Şöyle sağınıza ve solunuza bir bakın. Bu toplumda sevgisizlik neden giderek çoğalıyor? Bu toplumda kardeşçe birlikte yaşamak varken, kamplaşmalar neden giderek derinleşiyor?

Irkçılık ve ayrımcılık neden şiddete dönüşüyor? Bütün bu olumsuz tablolar kimin işine yarıyor? Bunları hiç düşündünüz mü? Bu ülkede birileri çığ gibi zenginleşirken, toplumun büyük bir kesimi derinden yoksullaşıyor, halkın büyük çoğunluğu açlık ve sefalet içinde yaşıyor. Bunca sorunlar varken bazı trollere özellikle cami minaresinden Çav Bella şarkısı okutuluyor. Gündemi saptırmak için. Bunları CHP yaptırdı dedirtmek için... Düşüncesinden dolayı içeri atılan ve hukuksuz bir adalet altında yargılanan bunca gazeteci, yazar, siyasetçi varken hangi adaletten söz edebiliriz?

Halkın iradesiyle seçilmiş bunca belediye başkanını görevden alıp onların yerine kayyum atamak hangi adalete sığar? Bunun adı, "Halkın iradesine yumruk sıkmaktır." Yumruğun sallandığı ve sıkıldığı yerde özgürlük olmaz, demokrasi olmaz, barış ve sevgi olmaz.

Ekonominin çöktüğü, baskının ve zorun hüküm sürdüğü toplumlarda mutluluk ve huzur olmaz. Bugün dünyayı sarsan Koronavirüs salgınıyla dünyada bir çok sosyal devlet vatandaşlarına hatırı sayılır nakti yardımlar yaptılar. Biz ne yaptık? Bizim devletimiz vatandaşlarına gerçekten ne yaptı?

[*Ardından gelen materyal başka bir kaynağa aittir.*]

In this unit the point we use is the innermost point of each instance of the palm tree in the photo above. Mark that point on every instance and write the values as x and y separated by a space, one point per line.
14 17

Soruyorum bunu; devletin yetkili ağızları çıksın, bunu bize açıklasın... Bir maske dağıtımı bile yüze göze bulaştırıldı. Memleketimizin manzaraları işte böyle. Ben memleketimin bu manzaralarını görürken, bu sözleri kaleme alırken, yüreğim buhar basıncı altında kalmış bir kazan gibi... Ya sizin ki?